Harare, September 01: Zimbabwe’s government is demanding 50 per cent of all investments in the country’s diamond wealth, local media reported Tuesday.
“With diamonds, we want 50-50 per cent shareholding in joint ventures with investors,” Mines Minister Obert Mpofu was quoted by the state-controlled Herald newspaper as telling a parliamentary committee on mining. “That’s not negotiable.”
Mpofu said the government was drafting legislation to put its stake into law.
Zimbabwe has three diamond mines, one of which, the Chiadzwa diamond field in eastern Zimbabwe, is controlled by the state. The military has been accused of gross human rights abuses against diamond diggers and residents in Chiadza, prompting calls for Zimbabwe’s suspension from the global diamond trade.
After visiting the area in June the Kimberley Process – a global watchdog that tries to prevent trade in diamonds that fuel conflict – called for the military be withdrawn and Zimbabwe’s diamond sales to be halted for at least six months.
Mpofu on Tuesday again insisted that the troops would only be withdrawn once “adequate (private) security is in place.”
He also told the committee that the government was planning on revoking all current privately-held mining claims because they were “not doing any work” on the claims.
The government was drafting regulations “rescinding everything,” he said. Future claim holders would have to prove they were developing their claims, he said.
His remarks follow his assurances to investors at a conference this year that the government was preparing an “investment-friendly” package for foreign mining companies.
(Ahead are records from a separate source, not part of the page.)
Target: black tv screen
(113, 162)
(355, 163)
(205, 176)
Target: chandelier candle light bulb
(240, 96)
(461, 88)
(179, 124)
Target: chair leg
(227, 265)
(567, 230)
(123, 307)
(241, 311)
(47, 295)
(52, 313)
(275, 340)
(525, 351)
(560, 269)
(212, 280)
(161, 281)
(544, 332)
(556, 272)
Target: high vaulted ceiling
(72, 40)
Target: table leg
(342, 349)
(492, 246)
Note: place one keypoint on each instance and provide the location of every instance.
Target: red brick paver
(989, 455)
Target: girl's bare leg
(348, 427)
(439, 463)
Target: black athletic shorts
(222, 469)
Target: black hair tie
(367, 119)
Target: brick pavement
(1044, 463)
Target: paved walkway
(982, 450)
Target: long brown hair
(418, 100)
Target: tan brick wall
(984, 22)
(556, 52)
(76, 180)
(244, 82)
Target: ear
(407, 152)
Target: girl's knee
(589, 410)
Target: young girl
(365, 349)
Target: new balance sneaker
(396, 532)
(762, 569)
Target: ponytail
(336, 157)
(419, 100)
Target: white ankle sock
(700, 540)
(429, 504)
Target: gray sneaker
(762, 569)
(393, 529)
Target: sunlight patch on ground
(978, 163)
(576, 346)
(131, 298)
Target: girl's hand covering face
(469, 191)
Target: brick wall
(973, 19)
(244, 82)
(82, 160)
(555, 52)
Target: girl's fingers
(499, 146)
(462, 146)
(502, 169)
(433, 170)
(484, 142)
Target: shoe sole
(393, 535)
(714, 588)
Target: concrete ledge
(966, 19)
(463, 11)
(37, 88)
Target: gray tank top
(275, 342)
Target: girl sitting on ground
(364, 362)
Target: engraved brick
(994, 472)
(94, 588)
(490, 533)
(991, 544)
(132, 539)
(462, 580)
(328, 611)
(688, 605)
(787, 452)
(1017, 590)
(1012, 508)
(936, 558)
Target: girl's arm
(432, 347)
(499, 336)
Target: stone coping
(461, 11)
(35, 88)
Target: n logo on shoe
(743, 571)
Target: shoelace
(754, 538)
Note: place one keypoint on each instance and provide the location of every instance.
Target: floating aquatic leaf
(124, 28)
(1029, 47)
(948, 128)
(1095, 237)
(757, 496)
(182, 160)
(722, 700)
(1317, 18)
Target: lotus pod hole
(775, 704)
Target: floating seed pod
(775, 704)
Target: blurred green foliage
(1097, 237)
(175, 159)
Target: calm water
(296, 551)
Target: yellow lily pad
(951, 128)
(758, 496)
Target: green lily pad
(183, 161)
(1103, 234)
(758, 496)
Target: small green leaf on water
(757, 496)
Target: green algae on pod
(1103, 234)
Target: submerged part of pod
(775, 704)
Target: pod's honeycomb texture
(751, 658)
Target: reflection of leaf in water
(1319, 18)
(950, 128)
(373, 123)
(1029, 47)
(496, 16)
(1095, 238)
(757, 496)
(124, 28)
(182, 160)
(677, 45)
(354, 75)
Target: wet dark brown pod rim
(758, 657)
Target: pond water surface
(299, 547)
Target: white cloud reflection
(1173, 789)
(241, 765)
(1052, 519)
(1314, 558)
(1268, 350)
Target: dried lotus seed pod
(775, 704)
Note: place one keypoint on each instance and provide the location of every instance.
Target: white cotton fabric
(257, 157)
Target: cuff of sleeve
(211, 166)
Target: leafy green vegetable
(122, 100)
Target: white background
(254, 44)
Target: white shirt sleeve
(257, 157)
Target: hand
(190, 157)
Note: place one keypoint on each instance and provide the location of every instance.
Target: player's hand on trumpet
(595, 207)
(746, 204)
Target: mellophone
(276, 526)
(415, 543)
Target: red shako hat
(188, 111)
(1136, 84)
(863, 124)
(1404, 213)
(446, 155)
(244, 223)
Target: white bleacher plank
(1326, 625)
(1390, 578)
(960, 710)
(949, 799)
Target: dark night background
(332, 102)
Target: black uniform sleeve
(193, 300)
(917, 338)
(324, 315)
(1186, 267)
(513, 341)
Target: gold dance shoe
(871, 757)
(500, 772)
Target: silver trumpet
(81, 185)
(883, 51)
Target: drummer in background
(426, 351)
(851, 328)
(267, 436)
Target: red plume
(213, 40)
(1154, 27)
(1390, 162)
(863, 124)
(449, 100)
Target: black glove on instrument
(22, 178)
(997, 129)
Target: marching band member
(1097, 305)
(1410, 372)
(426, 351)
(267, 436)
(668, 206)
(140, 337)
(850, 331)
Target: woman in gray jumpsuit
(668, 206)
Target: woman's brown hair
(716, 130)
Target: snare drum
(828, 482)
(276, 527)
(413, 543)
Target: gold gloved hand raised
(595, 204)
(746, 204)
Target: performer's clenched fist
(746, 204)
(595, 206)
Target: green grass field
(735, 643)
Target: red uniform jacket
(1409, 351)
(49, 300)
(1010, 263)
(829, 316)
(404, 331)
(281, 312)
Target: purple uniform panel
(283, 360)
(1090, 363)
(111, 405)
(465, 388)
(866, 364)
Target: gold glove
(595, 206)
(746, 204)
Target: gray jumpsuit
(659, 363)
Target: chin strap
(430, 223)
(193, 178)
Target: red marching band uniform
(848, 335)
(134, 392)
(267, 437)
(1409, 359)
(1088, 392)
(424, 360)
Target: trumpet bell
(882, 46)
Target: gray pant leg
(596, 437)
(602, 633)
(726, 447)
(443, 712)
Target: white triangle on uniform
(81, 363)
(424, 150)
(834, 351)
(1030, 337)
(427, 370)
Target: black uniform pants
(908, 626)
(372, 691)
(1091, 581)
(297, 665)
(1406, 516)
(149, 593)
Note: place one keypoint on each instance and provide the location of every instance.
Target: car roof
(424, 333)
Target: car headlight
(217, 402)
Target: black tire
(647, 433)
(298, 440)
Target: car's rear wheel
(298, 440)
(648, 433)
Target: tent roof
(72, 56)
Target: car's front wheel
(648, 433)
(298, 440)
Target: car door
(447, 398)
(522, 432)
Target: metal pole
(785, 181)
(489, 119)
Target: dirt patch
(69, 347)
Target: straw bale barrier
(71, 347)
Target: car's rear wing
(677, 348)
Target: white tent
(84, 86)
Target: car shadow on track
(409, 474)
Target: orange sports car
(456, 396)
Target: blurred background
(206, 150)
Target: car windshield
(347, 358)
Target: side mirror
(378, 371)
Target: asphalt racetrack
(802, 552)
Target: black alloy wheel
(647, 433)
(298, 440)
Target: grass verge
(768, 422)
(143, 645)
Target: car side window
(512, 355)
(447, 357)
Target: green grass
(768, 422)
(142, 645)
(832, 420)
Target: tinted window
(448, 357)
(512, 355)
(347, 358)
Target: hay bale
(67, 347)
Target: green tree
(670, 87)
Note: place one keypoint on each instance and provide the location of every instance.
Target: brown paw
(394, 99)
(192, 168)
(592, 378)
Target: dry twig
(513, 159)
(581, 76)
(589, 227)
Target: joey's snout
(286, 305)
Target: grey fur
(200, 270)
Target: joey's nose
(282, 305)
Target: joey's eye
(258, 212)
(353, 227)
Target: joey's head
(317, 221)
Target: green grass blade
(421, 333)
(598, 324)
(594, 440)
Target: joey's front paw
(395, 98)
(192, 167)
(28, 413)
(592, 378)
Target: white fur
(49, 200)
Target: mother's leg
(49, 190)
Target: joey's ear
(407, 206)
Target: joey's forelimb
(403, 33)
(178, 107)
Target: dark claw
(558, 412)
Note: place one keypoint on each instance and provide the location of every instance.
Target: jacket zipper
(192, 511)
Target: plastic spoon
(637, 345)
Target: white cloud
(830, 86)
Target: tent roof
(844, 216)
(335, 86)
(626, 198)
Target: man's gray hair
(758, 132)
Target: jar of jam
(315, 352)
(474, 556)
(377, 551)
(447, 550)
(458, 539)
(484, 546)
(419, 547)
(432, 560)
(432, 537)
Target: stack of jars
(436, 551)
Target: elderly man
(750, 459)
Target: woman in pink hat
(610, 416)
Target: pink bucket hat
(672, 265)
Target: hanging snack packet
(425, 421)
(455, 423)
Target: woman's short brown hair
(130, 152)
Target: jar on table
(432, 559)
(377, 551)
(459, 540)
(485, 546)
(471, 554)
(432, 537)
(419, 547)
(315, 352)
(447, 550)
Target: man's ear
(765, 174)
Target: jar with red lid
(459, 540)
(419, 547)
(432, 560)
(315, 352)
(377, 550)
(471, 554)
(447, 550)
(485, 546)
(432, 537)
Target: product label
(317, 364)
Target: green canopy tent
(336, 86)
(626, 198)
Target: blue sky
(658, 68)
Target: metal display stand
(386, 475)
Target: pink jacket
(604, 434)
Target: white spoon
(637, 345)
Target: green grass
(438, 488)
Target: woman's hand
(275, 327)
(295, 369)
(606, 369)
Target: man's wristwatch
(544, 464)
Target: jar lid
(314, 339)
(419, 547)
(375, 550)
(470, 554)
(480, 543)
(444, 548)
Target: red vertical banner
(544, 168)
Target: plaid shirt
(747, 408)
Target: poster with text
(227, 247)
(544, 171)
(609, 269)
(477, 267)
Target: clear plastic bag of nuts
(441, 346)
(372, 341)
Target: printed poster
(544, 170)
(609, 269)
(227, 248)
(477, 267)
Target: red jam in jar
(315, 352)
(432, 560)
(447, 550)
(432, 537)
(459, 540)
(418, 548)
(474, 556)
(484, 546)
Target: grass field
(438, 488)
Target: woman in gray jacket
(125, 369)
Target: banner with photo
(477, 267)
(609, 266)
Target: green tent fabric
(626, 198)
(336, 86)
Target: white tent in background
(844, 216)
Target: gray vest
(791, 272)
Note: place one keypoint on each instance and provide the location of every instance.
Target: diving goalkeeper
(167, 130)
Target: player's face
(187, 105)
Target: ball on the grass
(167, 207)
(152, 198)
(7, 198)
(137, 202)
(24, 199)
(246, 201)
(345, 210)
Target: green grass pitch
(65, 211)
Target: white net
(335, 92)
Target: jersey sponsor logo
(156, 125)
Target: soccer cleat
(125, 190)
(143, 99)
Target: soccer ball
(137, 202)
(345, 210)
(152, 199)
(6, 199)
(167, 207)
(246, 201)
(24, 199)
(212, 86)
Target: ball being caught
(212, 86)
Mpofu had hinted then that the government would scrap proposals for a 51 per cent government stake in investments.
Prime Minister Morgan Tsvangirai, President Robert Mugabe’s partner in the six-month-old coalition government, had also said government would scale back its demands.
Industry executives have warned that a 50-per-cent state stake could deter investors at a time when the cash-strapped government is desperate for revenue.
They blame the international recession and uncertainty over governments’ plans for mining for the reduced activity at mining concessions.
The government seized the Chiadzwa field from British-based Africa Resources Limited in 2007, allowed unlicensed diggers to overrun it and in November last year, drove them off in a military crackdown and gave it to the bankrupt, state-owned Zimbabwe Mining Development Company.
In a year of operations the state had earned only 8.2 million dollars from the Chiadza fields, Mpofu said.